Certain beneficiaries who inherit from someone who died after December 31, 2019, must take the money out and pay any taxes due within 10 years. The rule generally exempts surviving spouses, minors, and some others (eligible designated beneficiaries (EDBs)). The 10-year rule only affects beneficiary accounts of those not considered EDBs. EDB account owners can still stretch their accounts according to their life expectancy.
For more in-depth information about the 2020 provisions that impact beneficiary accounts, read our SECURE Act 2020 FAQs.
*This provision is not retroactive, so it does not affect those who inherited a retirement account and/or IRA in 2019 or in prior years.
What changes might be coming?
At this time, no action is needed. In March 2022, the U.S. House of Representatives passed the Securing a Strong Retirement Act of 2022. In June, The Enhancing American Retirement Now (EARN) Act and the Retirement Improvement and Savings Enhancement to Supplement Healthy Investment for the Nest Egg (RISE & SHINE) Act achieved approval. These three bills are collectively known as the SECURE Act 2.0. There are similarities between all three bills that must be reconciled into one bill before a vote on the final bill.
Some of the proposed provisions** that may impact retirees or those close to retirement include:
- The age required to begin taking RMDs may be pushed back from age 72 to age 73, then age 74 starting in 2029, and to age 75 in 2032.
- Employees between the ages of 62 and 64 would be able to contribute additional catch-up contributions up to $10,000 to their employer retirement plan.

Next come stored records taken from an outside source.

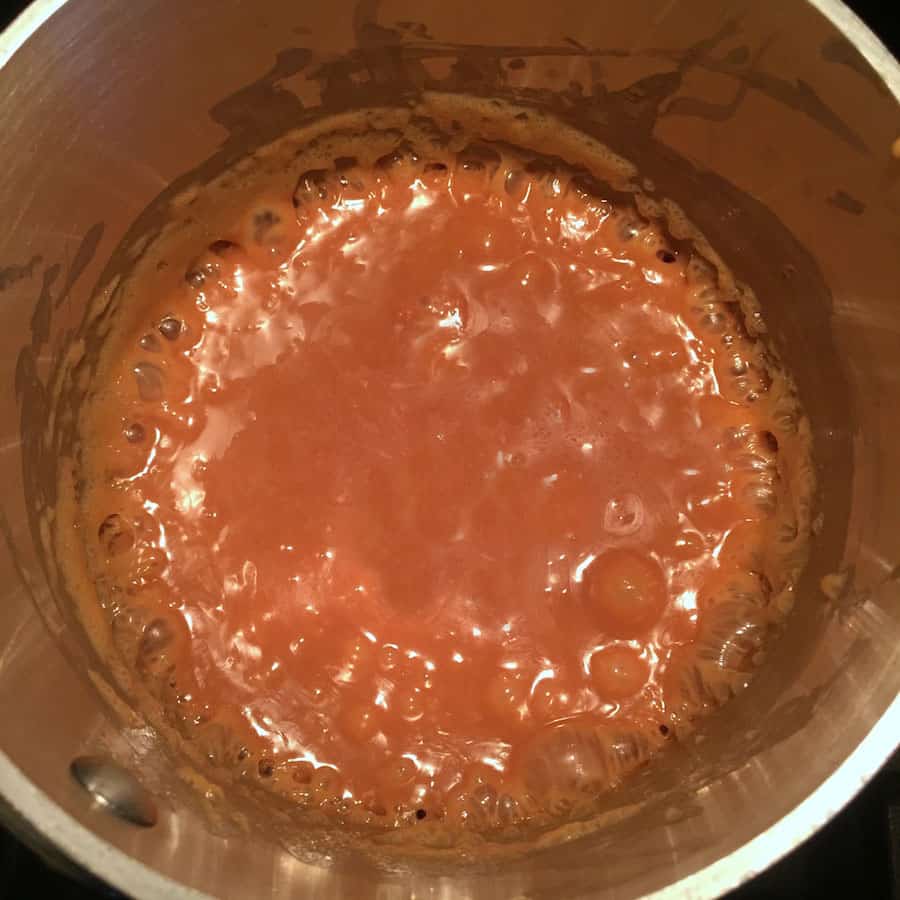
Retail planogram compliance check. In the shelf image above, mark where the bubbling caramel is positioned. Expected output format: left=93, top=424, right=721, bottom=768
left=67, top=100, right=808, bottom=844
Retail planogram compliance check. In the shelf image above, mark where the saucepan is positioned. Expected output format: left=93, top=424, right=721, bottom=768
left=0, top=0, right=900, bottom=900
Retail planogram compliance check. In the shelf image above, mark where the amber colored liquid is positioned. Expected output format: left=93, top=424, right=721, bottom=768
left=77, top=137, right=804, bottom=828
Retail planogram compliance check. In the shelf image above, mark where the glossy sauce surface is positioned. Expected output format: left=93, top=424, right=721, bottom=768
left=83, top=137, right=808, bottom=828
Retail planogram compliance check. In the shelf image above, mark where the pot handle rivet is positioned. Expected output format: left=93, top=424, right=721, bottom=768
left=69, top=756, right=157, bottom=828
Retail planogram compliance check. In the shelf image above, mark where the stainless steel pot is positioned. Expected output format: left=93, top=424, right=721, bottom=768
left=0, top=0, right=900, bottom=898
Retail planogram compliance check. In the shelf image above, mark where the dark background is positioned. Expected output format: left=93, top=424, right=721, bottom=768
left=0, top=0, right=900, bottom=900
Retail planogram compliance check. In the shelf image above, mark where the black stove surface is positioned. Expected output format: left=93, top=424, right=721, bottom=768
left=0, top=0, right=900, bottom=900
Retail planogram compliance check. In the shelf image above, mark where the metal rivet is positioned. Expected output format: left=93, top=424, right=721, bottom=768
left=69, top=756, right=157, bottom=828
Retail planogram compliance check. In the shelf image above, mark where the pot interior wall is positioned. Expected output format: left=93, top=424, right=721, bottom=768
left=0, top=0, right=900, bottom=897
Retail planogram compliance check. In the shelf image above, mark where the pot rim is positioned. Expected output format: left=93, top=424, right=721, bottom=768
left=0, top=0, right=900, bottom=900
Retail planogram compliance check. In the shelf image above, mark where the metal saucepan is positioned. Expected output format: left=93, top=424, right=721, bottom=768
left=0, top=0, right=900, bottom=898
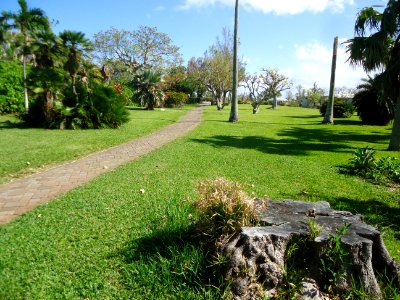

This is an increase from the current age 50 catch-up contribution of $6,500.
- All age-based catch-up contributions made to a retirement plan would be required to be designated as Roth contributions and will be subject to the Roth rules for distribution purposes.
- Part of the RISE and SHINE Act includes a provision that would amend the cash-out limit from $5,000 to $7,000. Employers would be allowed to transfer employee’s retirement accounts out of the employer plan to an IRA if their balance is between $1,000 and $7,000. Very few school districts have a cash out provision in their plan.
- Reducing the required years of service from three to two for part-time employees to be allowed to participate in an employer’s retirement savings plan.
**Subject to change through the legislative process.